Thursday, September 22, 2011

Harold Lloyd: got a light?



This has to qualify as the strangest Harold Lloyd movie I've ever seen (and believe me, after spending more than three years writing about his life, I've seen plenty). It's only a minute and a half long, has no sound track (truly a silent film) and no plot to speak of. It's just him n' the chimp.

I don't know why this little gem was made - it looks almost like a screen test for the ape. It's unusual for several reasons: Harold still has an intact right hand (a horrible accident blew half his hand away in 1919), he's shown smoking a cigarette which he never did in real life (explaining his relative awkwardness), and he's in tighter closeup than usual.



This is startling, because it reveals why women loved him so much: the guy was simply gorgeous, with a clean handsome jawline, vigorous head of black hair and slightly bedroomy blue eyes. There was a boyish sweetness about him which never slid into Harry Langdon-esque creepy infantilism. Under the mild exterior he was a tough little scrapper, with a volatile temper that came directly out of his own hot-and-cold personality.

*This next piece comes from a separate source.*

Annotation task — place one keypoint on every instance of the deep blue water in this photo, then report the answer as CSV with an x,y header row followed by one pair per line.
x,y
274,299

I love this man. I wrote a novel about him called The Glass Character, and I cannot tell you how I ache to see this get into the hands of readers. I want them to know, to feel, to see him as he was, and is. I made a total fool of myself in writing this, and though I think it's the best thing I've ever done, I do wonder if there is something star-crossed about my life, something that just short-circuits success and snatches it out of my hands just as I am about to grab it. If I could figure out why, maybe I could do something about it.

Whenever I discover something new about Harold Lloyd, some odd little thing like this minute-and-a-half-long mini-picture, it's as if I am given a tiny glimpse through an aperture or a magic portal. While I was writing The Glass Character, there were days when I felt as if I had stepped right through it. I did not want to come back. I don't know what is going to happen with my novel, and I know I shouldn't care this much, I'm just putting my heart out on the railroad tracks. But there's just something about him. He inspires that sort of feeling. It's spooky, because I realize that he doesn't try for it.



I can't define charisma, any more than I can define charm, but I know when I am in its presence. In this case, mere dying did not end it. It's still there, lightning in a bottle. If you think you know silent comedy, if you've seen Chaplin and Keaton and maybe Harry Langdon or Chester Conklin, you don't know this: there was a man, an extraordinary actor who never planned to be a comedian, who was able to make the most ordinary, hapless guy so compelling that you couldn't stop watching him.

Harold, Harold! I don' t know how I got in so deep. And I am not sure if I want to be saved or not.